Is peanut butter a liquid or a solid? A question that is certainly legitimate and which has recently been debated on the web. For example, according to the Transportation Security Administration, a US government agency, it is a liquid and for this reason it can be transported with a volume of less than 100 millilitres.
So Ted Heindel, University Professor and Director of the Center for Multiphase Flow Research and Education at Iowa State University, wrote on The Conversation website that according to him the definition of “liquid”, associated with peanut butter, makes sense.
This is because any material that continuously flows when a shear force is applied is a fluid. Surely you are used to substances such as water, called in jargon “Newtonian fluids”, or a fluid in which the shear force varies in direct proportion with the stress it exerts on the material, known as shear strain.

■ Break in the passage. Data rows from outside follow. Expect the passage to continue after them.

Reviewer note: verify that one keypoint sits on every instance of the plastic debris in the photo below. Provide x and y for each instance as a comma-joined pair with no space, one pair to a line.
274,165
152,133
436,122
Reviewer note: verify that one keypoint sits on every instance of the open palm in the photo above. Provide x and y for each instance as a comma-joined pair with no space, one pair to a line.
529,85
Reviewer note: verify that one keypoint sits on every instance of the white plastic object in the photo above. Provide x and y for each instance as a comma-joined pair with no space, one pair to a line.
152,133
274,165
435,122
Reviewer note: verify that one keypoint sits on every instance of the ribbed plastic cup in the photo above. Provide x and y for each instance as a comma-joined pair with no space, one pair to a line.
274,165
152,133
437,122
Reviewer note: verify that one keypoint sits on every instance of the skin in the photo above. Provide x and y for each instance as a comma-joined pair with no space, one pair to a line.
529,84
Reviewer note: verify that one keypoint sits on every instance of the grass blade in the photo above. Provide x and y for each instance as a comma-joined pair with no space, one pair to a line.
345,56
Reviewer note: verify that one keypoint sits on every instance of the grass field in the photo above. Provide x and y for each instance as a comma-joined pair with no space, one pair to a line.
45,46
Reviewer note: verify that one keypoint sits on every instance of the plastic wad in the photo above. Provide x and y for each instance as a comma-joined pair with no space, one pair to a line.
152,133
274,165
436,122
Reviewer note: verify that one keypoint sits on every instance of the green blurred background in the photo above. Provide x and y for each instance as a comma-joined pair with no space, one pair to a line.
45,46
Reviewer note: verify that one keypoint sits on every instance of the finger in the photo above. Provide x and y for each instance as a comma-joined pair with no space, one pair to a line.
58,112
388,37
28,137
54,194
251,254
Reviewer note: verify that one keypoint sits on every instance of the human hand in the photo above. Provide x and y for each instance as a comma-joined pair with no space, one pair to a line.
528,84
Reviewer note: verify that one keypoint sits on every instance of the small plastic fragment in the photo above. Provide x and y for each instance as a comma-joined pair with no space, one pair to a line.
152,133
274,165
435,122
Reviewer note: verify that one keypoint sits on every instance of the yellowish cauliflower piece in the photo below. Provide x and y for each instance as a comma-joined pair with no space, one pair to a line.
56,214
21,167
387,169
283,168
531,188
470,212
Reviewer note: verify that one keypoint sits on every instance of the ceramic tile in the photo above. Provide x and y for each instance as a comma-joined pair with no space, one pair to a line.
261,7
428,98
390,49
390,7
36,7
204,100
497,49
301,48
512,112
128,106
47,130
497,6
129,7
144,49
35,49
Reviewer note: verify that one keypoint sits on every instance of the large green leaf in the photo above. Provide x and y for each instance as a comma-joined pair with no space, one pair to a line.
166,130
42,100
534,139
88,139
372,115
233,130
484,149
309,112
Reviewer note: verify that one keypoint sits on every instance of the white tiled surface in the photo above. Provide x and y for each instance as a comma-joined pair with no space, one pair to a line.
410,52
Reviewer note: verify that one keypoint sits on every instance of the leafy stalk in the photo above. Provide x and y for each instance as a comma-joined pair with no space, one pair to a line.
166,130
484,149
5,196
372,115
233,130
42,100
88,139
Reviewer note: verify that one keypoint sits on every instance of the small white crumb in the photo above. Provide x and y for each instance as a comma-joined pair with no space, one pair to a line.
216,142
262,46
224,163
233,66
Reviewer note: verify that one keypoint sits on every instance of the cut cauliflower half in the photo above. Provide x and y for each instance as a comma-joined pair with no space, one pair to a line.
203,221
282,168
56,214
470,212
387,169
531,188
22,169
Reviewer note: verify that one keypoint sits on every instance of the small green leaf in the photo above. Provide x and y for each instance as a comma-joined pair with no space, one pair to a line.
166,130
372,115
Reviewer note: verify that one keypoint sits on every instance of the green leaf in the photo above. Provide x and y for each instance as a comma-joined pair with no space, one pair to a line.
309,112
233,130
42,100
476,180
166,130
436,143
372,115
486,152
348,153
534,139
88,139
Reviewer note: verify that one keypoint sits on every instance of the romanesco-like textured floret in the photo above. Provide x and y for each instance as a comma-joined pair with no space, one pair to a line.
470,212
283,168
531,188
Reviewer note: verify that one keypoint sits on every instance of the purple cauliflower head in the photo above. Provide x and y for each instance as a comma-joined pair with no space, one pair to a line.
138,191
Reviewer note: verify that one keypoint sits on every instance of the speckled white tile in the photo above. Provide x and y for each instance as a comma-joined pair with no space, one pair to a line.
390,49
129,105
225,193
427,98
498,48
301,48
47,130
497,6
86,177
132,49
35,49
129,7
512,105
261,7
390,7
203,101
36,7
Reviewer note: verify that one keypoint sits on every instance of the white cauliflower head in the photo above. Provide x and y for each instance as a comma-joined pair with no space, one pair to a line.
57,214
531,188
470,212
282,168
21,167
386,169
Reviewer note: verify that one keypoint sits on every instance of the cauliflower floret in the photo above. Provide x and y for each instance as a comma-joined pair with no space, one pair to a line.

For a Newtonian fluid, therefore, the fluid’s resistance to flow, i.e. its viscosity, is constant at a given temperature. When you mix the peanut butter very fast, with more shear force, it becomes more liquid, while when you mix it slowly, it stays stiff. These types of fluids are called “non-Newtonian” (like quicksand).
In general if it can flow and will take the shape of its container, the substance is a liquid (like your cat). There is a difference between liquid and fluid: fluids are divided into gases and liquids. Both gases and liquids can be deformed and poured into containers taking their shape, but gases can be compressed, while liquids cannot (at least not as easily as the former).